My idea is that the car has been behaving well for a long time and consequently the driver lowered is vigilance. Big mistake.
That, but also: it's genuinely hard to focus on something where your focus is redundant 99.9% of the time. This is actually something I admire in HGV drivers: they can sit on a motorway, constant speed, same lane, for hours, but react immediately to a danger (yeah I know they have accidents too, but on the whole it seems true).
Just because a driver has less things to attend to does not mean he is less attentive. In fact, I would argue a person becomes less attentive to any given thing the more things there are they have to pay attention to.
Burdening a driver with more (arguably unnecessary) cognitive load is not a good idea.
They're also unable to predict what the human drivers next to them will do because the human drivers don't understand the situation they are in.

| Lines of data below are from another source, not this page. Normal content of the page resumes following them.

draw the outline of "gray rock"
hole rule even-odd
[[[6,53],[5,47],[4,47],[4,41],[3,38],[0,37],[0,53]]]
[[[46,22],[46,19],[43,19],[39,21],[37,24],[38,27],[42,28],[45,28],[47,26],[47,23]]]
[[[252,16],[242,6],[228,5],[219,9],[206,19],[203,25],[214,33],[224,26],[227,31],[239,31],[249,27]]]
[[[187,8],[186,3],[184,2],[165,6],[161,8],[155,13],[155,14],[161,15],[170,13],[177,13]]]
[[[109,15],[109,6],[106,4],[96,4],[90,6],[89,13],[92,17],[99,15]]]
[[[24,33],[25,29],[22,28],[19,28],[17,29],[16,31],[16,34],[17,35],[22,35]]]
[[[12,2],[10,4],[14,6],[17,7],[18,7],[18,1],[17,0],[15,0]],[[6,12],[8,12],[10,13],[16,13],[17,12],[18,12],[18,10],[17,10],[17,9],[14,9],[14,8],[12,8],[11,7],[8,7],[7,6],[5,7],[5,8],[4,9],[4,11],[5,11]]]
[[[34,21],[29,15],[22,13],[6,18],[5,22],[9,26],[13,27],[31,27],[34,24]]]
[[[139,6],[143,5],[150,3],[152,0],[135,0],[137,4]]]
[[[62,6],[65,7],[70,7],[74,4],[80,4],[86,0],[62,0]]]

Anecdotally, the most common flaw I experience while driving (self or not) is me reacting to traffic in front while another car is only reacting to me, the car most immediately in front of them, passes (often erratically switching lanes), merges with less than a car length, only to slam on their brakes because the traffic in front of me has no openings.
They're not convinced that it impairs their driving.
Consider that a plurality, if not a majority of the population is convinced that they're efficient at multi-tasking, and specifically that they can perform each task as well as in isolation. But we know that almost nobody multitasks well, period, and absolutely not with equivalent performance.
That's why road redesigns that makes drivers less comfortable with high speeds are important. It makes them slow down and also become more attentive. People respond to the psychological cues of their built environment. Here's a YouTube short explaining it: https://youtube.com/shorts/MyT7F5zuOU4
This extends to road conditions. Getting stuck on medians, taking a corner in the rain too fast. Not noticing a tree while parking. Not noticing brakes making horrible screaming sounds. Not noticing after weeks of screaming sounds that the car starts diving for the left lane.
Do you have a statistically large enough sample to conclude that they're worse at driving that you are? Most cases of driver inattention don't escalate to a collision, so trying to infer inattention rates from collision rates is pretty noisy.
And even assuming this was simply a case of a bad driver, what policy approach would you suggest to protect the general public against such drivers? Accepting that drivers are fallible and designing our road systems to be robust against that seems a more effective approach than berating those drivers who are particularly unlucky in the consequences of their failures of attentiveness.
To be a safe driver your eyes need to be constantly focused on the road, and even 15 seconds looks away can cause significant problem. Maybe you need less mental attention then I use, but it physically requires a lot of attention.
It's not about misconceptions, humans just aren't capable of it. Maintaining concentration when you're actively taking part in a task is doable, but maintaining concentration when you haven't had to do _anything_ for the past two hours is not. It isn't about whether the driver believes they should be paying attention or not, it's just not how human attention works.
If you're not paying attention, you can easily end up dozing off. You're either more or less paying attention--and yes drivers' attentions can drift a bit--or you're going to take some time to reacquire some awareness of what exactly is going on.
there is no study, including this one, that supports what you are saying. one of the challenges is that the driver often, "often" where is this often coming from? do you sit in with drivers and watch them? they often do this. you are completely making that up.
Sadly, competent human drivers are rare. Humans are terrible at paying attention to boring things and accidents are too rare to keep people's attention. Worse it's the edge cases where someone is not paying attention that tends to lead to most accidents.
The problem is that the "paying attention" part of driving is actually one of the most mentally taxing for the driver and it seems the pay attention 100% of the time is basically the same as saying 5% of the time an event might occurs that requires your immediate action. The problem being that if you have to jump into action to avoid something catastrophic 'sometimes' you basically have to be paying full attention all the time in order to collect enough contextual information about the incident. It's the same as watching someone toss a baseball to you and catching it vs your friend yelling "Headts up!" as a baseball is already flying through the air at your head.
> failure to attend to it while engaged in the difficult task of counting passes of the ball
I'm not sure how this applies to commuting, except when the driver is attentively looking at other cars.